# Front Door Finish



## Jumanji (Jan 31, 2013)

Got a question, and I suspect someone on this board has some good info. Bought a house a year ago, and it has a front door that appears to be solid mahogany, in a very dark brown finish. It is not varnished, but has a dull finish that might be oiled? The door isn't weathered, but gets evening sun. I have researched finishes and think it might be finished with tung oil, Australian timber oil, or something similar. Don't know enough about this to know, as my previous houses I always did with stain and multiple layers of spar varnish. I would rather not go that route with this door.

A friend of mine is a wood working guy, and he said Ephines (sp?) finish was highly-rated, but only products I could find from them looked to be a clear sealer.

Anyone have any advice? I don't mind having to apply a couple of times per year to maintain. But don't want to get into the position of having to sand it all down, stain, varnish, etc - like I used to go thru with my other houses with west-facing front doors.

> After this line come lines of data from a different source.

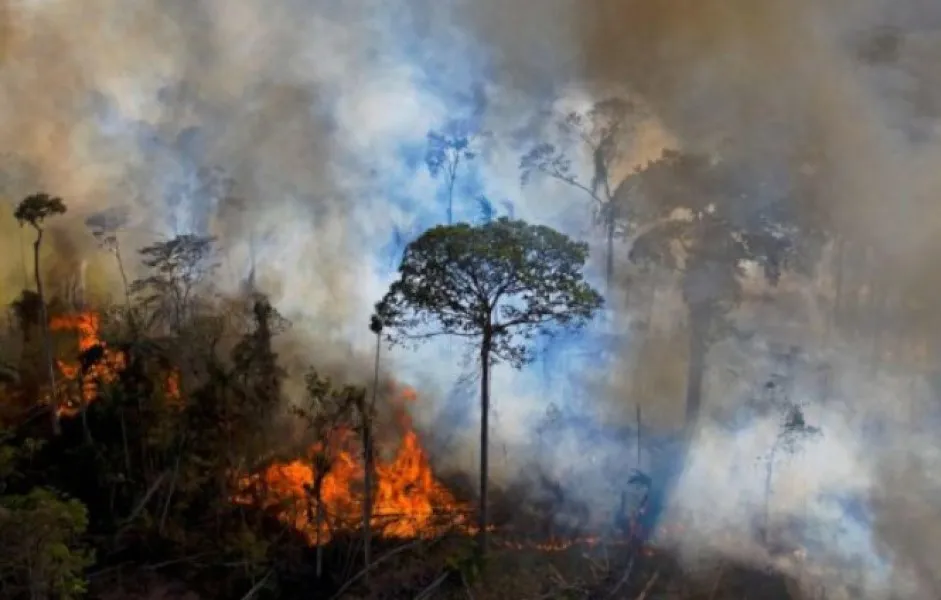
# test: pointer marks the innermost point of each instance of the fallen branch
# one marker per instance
(257, 587)
(649, 586)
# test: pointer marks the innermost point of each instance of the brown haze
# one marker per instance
(304, 104)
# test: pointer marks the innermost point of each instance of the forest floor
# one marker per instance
(444, 568)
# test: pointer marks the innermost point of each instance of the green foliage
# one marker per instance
(36, 208)
(505, 280)
(42, 553)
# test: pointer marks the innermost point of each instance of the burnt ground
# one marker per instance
(581, 571)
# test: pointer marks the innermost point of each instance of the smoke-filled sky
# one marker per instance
(318, 110)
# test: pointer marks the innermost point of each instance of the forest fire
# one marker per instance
(97, 364)
(103, 370)
(408, 500)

Thanks in advance for any advice.


----------



## Wordsaw (Apr 17, 2013)

Epifanes is a marine-grade product which offers a lot of UV protection but, yes, it's a topcoat like other varnishes. It might be available in a satin finish, though.


----------



## t-astragal (Dec 14, 2011)

A sanding and topcoat once a year isn't too bad. Just stay with spar poly or spar varnish and keep up the maintenance. Your door needs to be sealed not oiled. If you want to go over the top and reduce maintenance, look at Smith or System 3 clear penetrating epoxy sealer. It will take a couple of weeks to apply but will make the varnish much more durable. Smith claims 5-10 years in direct full sun with no maintenance. Good luck. 


Steve


----------